Devision by norm vector to maximize margin in SVMs

356 Views Asked by At

Could someone give me an intuition why we devide the difference of the two contraints (1) $w^tx_++b=1$ and (2) $w^tx_-+b=-1$ by the length or the norm of the vector $w$ to get the margin of the hyperplane $w^tx+b=0$?

As far as I understand the concept, subtract the constraint from (2) from te constaint (1):

$$w^tx_++b-w^tx_-+b=1-(-1)$$

which gives us

$$w^t(x_+-x_-) =2$$

Now comes the part that I don't clearly understand. We devide the $w^t(x_+-x_-) =2$ by $\lVert w\rVert$ to get:

$$\cfrac{w^t(x_+-x_-)}{\lVert w\rVert} =\cfrac{2}{\lVert w\rVert}$$

Which tells us that the margin from hyperplane $w^tx+b=0$ to the constraints (1) and (2) is $\cfrac{2}{\lVert w\rVert}$.

What exactly does the norm of the the vector $w$ in this case tell us? $w$ is the slope of the hyperplane but what does the length of the slope express?

1

There are 1 best solutions below

0
On BEST ANSWER

You're trying to maximize the distance between two parallel hyperplanes. To find the distance between two hyperplanes, you take a point $y$ from one hyperplane and find the shortest distance to the other hyperplane, using any point $x$ that is in the latter hyperplane. So we have $$d=||y-x||=\left|\left | \frac{(y-x)\cdot \omega}{\omega\cdot\omega} \omega \right| \right|=\frac{|y\cdot\omega-x\cdot\omega|}{||\omega||}$$ where we're taking the projection of the vector connecting $x$ and $y$ onto the $\omega$ direction and measuring the projection's magnitude. Using the formulas we have for each hyperplane, the above formula simplifies to the aforementioned $\frac{2}{||\omega||}$.

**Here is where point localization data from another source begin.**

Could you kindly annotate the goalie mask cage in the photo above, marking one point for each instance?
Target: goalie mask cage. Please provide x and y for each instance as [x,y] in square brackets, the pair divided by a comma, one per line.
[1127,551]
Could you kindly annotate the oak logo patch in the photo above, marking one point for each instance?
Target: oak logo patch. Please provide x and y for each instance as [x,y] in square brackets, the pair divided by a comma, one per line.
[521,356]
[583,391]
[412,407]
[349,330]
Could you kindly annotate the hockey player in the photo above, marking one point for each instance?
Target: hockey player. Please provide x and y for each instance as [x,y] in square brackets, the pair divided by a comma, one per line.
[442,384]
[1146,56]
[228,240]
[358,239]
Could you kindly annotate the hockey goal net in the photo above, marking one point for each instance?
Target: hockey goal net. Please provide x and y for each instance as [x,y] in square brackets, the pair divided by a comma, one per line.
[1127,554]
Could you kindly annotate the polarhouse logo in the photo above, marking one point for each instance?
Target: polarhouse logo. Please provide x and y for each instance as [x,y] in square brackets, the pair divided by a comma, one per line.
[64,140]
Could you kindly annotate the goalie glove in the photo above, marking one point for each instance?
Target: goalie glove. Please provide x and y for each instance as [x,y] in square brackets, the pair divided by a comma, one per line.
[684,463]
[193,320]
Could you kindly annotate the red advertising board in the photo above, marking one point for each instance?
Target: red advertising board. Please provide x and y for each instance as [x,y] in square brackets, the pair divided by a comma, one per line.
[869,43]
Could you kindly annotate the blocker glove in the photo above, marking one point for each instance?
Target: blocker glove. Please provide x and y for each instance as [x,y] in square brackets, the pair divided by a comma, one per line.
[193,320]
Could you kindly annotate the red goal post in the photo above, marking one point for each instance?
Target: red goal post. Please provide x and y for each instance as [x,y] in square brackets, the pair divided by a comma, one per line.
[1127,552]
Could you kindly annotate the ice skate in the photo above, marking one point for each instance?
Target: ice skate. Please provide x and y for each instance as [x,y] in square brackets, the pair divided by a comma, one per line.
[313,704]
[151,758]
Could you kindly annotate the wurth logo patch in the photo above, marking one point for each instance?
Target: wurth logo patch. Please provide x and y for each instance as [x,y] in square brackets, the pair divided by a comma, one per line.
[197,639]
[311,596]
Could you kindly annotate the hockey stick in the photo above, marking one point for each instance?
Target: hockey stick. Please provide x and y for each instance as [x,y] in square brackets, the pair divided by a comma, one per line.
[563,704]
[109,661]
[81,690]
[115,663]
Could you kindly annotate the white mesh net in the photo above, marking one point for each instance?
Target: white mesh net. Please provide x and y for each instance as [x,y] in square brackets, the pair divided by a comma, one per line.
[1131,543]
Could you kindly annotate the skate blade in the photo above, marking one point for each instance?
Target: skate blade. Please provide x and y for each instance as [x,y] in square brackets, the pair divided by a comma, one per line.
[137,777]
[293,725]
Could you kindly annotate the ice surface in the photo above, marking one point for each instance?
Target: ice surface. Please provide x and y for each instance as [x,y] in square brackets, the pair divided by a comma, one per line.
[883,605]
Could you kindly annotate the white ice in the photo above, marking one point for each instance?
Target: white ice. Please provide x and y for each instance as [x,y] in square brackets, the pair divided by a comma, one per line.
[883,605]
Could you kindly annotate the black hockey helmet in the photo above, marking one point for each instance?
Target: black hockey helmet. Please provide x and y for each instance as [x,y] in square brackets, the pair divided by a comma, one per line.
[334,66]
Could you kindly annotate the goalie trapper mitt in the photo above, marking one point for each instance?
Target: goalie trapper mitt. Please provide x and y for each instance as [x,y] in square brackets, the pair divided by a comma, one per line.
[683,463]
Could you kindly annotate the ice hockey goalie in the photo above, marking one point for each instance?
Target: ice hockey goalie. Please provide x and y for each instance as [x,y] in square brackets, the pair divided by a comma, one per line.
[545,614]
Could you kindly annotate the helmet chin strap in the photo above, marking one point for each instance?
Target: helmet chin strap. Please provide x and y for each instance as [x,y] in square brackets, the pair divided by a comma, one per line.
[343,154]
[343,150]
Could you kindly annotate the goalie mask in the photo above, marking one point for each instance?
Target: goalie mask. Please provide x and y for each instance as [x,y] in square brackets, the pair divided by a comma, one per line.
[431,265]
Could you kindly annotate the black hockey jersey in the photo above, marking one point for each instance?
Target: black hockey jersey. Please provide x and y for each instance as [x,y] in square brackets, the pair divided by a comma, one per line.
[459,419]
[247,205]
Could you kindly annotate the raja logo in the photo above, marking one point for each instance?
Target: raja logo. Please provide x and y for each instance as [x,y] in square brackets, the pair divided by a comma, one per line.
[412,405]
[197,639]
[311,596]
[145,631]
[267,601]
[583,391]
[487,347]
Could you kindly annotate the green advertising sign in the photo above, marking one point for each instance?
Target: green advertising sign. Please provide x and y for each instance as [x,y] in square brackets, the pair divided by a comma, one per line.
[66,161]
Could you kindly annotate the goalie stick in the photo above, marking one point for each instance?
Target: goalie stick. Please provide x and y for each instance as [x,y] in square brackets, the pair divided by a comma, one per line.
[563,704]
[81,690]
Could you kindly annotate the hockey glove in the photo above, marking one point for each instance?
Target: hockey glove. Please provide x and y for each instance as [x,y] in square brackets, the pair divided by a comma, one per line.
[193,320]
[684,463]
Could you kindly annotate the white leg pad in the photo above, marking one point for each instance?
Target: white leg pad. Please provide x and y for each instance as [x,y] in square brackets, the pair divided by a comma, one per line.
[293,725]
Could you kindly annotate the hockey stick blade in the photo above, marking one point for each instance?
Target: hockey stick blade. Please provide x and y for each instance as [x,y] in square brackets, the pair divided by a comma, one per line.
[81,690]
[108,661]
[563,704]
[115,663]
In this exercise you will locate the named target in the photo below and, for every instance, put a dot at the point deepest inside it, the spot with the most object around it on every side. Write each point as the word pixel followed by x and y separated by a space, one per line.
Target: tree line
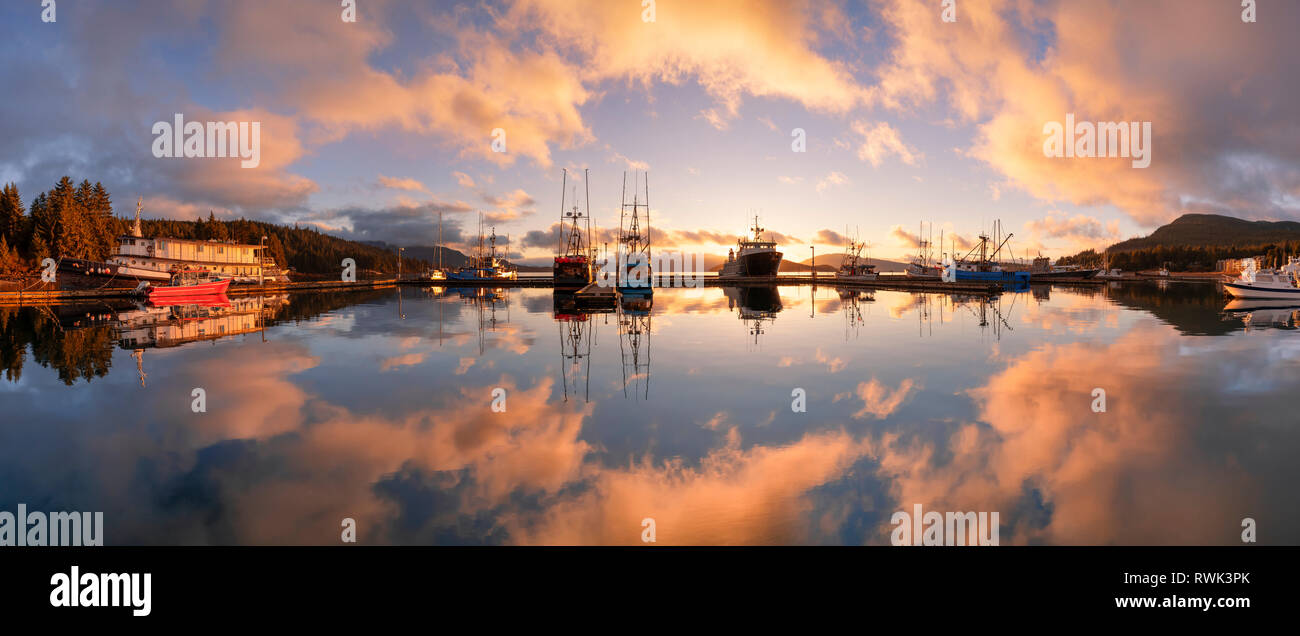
pixel 77 221
pixel 1184 258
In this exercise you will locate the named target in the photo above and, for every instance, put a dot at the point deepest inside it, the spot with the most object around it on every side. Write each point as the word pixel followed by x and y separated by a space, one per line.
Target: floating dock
pixel 596 297
pixel 592 294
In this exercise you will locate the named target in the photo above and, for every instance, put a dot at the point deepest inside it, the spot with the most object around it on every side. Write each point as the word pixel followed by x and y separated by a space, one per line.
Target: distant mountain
pixel 1197 243
pixel 827 263
pixel 450 258
pixel 1212 230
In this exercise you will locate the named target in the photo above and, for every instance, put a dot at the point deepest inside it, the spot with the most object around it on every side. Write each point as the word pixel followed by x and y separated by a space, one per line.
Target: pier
pixel 885 282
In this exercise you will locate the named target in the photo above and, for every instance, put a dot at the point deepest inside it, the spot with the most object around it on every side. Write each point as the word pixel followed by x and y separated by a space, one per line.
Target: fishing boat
pixel 572 267
pixel 752 256
pixel 186 285
pixel 1261 284
pixel 986 268
pixel 1044 269
pixel 438 273
pixel 635 272
pixel 923 263
pixel 854 267
pixel 485 265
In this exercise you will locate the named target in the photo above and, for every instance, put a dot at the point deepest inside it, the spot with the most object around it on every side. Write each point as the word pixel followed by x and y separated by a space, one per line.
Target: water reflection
pixel 377 406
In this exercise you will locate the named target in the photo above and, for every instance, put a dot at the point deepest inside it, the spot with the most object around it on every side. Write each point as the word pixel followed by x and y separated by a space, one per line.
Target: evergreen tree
pixel 44 228
pixel 12 219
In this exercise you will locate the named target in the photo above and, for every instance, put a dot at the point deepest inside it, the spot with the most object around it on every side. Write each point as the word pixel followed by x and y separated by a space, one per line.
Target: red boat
pixel 193 284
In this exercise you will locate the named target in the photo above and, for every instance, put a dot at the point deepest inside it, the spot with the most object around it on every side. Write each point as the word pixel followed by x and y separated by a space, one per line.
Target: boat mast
pixel 590 254
pixel 559 239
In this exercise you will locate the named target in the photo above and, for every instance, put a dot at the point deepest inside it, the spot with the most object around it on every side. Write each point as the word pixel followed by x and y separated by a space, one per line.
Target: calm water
pixel 378 406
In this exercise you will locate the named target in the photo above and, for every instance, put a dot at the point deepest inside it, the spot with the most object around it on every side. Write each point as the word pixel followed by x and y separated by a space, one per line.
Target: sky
pixel 369 129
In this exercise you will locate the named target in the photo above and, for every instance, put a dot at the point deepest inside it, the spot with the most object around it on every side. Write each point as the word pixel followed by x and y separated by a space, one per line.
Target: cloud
pixel 904 237
pixel 1155 468
pixel 882 141
pixel 1078 226
pixel 403 184
pixel 463 180
pixel 879 401
pixel 1220 141
pixel 830 237
pixel 835 178
pixel 733 48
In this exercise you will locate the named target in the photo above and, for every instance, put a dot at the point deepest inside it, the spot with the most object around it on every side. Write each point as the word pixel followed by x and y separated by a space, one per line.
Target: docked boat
pixel 986 267
pixel 753 256
pixel 1044 269
pixel 572 267
pixel 923 265
pixel 155 258
pixel 189 285
pixel 82 273
pixel 485 265
pixel 854 267
pixel 1266 284
pixel 636 277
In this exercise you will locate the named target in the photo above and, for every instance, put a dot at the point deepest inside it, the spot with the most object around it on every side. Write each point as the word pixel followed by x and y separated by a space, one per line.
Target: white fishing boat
pixel 1275 284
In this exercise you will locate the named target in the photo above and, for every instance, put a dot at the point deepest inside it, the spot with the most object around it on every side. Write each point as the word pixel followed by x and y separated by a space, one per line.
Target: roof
pixel 222 243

What is weird here, is when we do projections, we divide out by the size of $\omega$ to compensate for $\omega$'s contribution to the inner product in the numerator. That is, when we measure the component of a vector in the direction of a second vector, we don't want the size of the second vector affecting the measurement. However, in this particular case, the inner product in the numerator simplifies to a constant so when we change the size of $\omega$ we actually affect the distance between the two planes. Namely, because the two planes are offset from the origin by $b\pm 1$, the only way to affect the distance between the hyperplanes is if you minimize $||\omega||$ with the constraints that $$class(x_i)(\omega\cdot x_i+b)\geq 1\mbox{ for } 1\leq i\leq n,$$ where $class(x_i)\in \{-1,1\}$ denotes to which class $x_i$ belongs.